Se de um lado o espírito me dá uma visão infinita do mundo, me promete a imortalidade da alma e a beleza só concedida aos desprendidos da matéria; o mundo táctil me faz provar o gozo imediato das relações, me faz sentir o prazer fácil das conquistas, bem como a satisfação beligerante do consumo. O mundo da matéria tem efeito passageiro, sabiamente conhecido, mas nunca é drasticamente rejeitado diante do prazer egoísta.
Por mais que eu saiba, e por mais que eu reconheça a efemeridade da matéria me vejo às voltas com a indecisão de trocar a graça, a leveza do corpo sutil pela grosseira e arrastada roupagem carnal.
Nessa luta titânica diária os anos correm sorrateiramente, tanto que quando olho meu par de olhos no espelho, percebo que seu brilho embaça juntamente com a carcaça cansada que se arrasta indefesa frente a ação irredutível do tempo.
Engana-se o insensato que ajunta riquezas tolas sem semear no seara do seu coração amor puro, incondicional, pois que a semeadura não é obrigatória, mas a colheita sim. O que sobrará sobre a terra senão carne tola para o banquete macabro?
Olho para o céu, caminho sobre a terra e meu espírito volita acima da terra batida, sempre na esperança de conquistar de vez meu mortal coração.
Nada mais me separa do ontem do que eu mesma, e nada, nada mesmo me separa do meu amanhã, senão eu mesma; em carne e osso.
Ouço acordes melodiosos como brisas roçando minha pele cansada, meus pés ainda se arrastam querendo voar.
Quem disse que é preciso coleiras, para se estabelecer alianças? Quem foi que inventou as grades? Onde está escrito que papel assinado garante vínculos?
Frágeis são as instituições que tentam cercar o que nasceu para ser livre.
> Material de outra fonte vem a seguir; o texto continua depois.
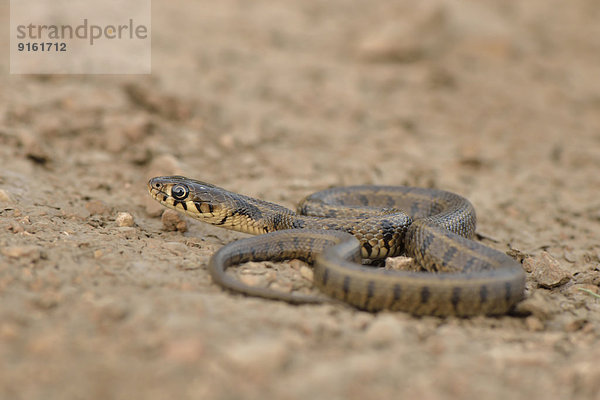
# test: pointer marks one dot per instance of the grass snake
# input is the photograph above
(336, 228)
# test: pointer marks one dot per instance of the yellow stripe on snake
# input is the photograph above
(334, 229)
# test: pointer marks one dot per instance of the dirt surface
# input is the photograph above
(498, 101)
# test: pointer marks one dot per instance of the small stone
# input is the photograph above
(15, 227)
(539, 304)
(33, 252)
(384, 329)
(400, 263)
(124, 219)
(97, 207)
(546, 270)
(307, 273)
(5, 197)
(227, 142)
(534, 324)
(127, 232)
(186, 350)
(570, 256)
(251, 280)
(260, 356)
(172, 221)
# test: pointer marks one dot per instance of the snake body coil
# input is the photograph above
(335, 228)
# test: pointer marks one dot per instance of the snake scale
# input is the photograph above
(336, 228)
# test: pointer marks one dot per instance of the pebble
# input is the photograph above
(5, 197)
(534, 324)
(421, 29)
(173, 221)
(546, 270)
(261, 355)
(385, 329)
(307, 273)
(33, 252)
(97, 207)
(400, 263)
(187, 350)
(124, 219)
(540, 305)
(176, 248)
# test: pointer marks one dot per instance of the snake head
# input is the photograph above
(198, 199)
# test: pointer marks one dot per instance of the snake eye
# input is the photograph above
(179, 192)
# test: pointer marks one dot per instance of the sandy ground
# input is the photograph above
(498, 101)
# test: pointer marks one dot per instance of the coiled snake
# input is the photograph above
(335, 228)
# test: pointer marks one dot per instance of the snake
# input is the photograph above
(338, 230)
As regras estão dentro de nós, os estatutos mais respeitados, são os que nós estabelecemos e grafamos com nossa lealdade.
Não existem leis que regulem os corações, não existem algemas que aprisionem a nossa alma, nascemos para ser livres.
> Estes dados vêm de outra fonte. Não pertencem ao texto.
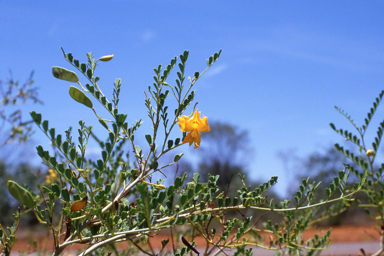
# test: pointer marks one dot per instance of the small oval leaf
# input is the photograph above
(80, 96)
(64, 74)
(79, 204)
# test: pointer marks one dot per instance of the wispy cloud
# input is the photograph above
(148, 35)
(216, 69)
(320, 47)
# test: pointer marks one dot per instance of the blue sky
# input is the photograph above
(283, 67)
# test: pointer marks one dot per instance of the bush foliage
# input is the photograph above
(113, 200)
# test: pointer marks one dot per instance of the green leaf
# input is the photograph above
(80, 96)
(56, 189)
(64, 74)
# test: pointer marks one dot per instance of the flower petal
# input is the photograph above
(183, 123)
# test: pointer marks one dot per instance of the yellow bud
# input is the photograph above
(369, 152)
(106, 58)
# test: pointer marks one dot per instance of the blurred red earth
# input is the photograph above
(340, 234)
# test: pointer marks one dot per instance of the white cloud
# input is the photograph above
(320, 47)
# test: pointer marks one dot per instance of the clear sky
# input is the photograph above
(283, 67)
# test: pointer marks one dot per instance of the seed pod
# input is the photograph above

As mordaças incitam a corrupção, atiçam à rebeldia, quando tudo que se quer é provar o gosto do proibido, sentir o prazer que é vetado.
Não somos donos de ninguém e não temos direito de cercear a liberdade de quem escolhemos para nos acompanhar, o que não permanece conosco; não nos pertence, aliás não existem propriedades quando falamos de pessoas, mesmo nossos filhos não são nossos, são de si próprios e do mundo.
Por um tempo, que nem a nós é dado conhecer, dividimos nossa presença com quem escolhemos, por afinidade, afeto, amor ou paixão, pode ser pela vida toda, pode ser por um tempo longo ou por um espaço breve, mas em nenhum desses casos estaremos algemados uns aos outros...ou não deveremos estar, em um relacionamento saudável.
Estabelecemos regras, que não estão em papéis, não carecem de ser vigiadas. Confiança e liberdade deveriam andar de mãos dadas, regidas pelo bom senso, porque o amor só aumenta quando regado por confiança, afeto e lealdade, não quando privado da liberdade.
Paredes e grades não prendem pensamentos, não aprisionam o sentir. O vôo pelo mundo das sensações nos fazem inteiros, complementam a bagagem da nossa alma, assim como a leitura é aprendizado para o nosso intelecto. Não há crescimento nem amadurecimento senão pelo conhecimento, pela experiência.
Temos cada um, nossas próprias regras, nosso próprio limite, e cabe a cada um de nós descobri-lo, explorá-lo para fazer uso da forma mais qualitativa.
Nada e ninguém pode limitar nossa experiência, a cada um de nós compete saber até onde ir e como ir; o caminhar pelo mundo das descobertas exige de nós apenas discernimento; o que se aprende se dando o direito de experimentar, apenas respeitando os espaços, nossos e de outrem.
O viver nada mais é que um aprendizado diário, e transformar esse aprendizado em sabedoria, é o que faz a diferença.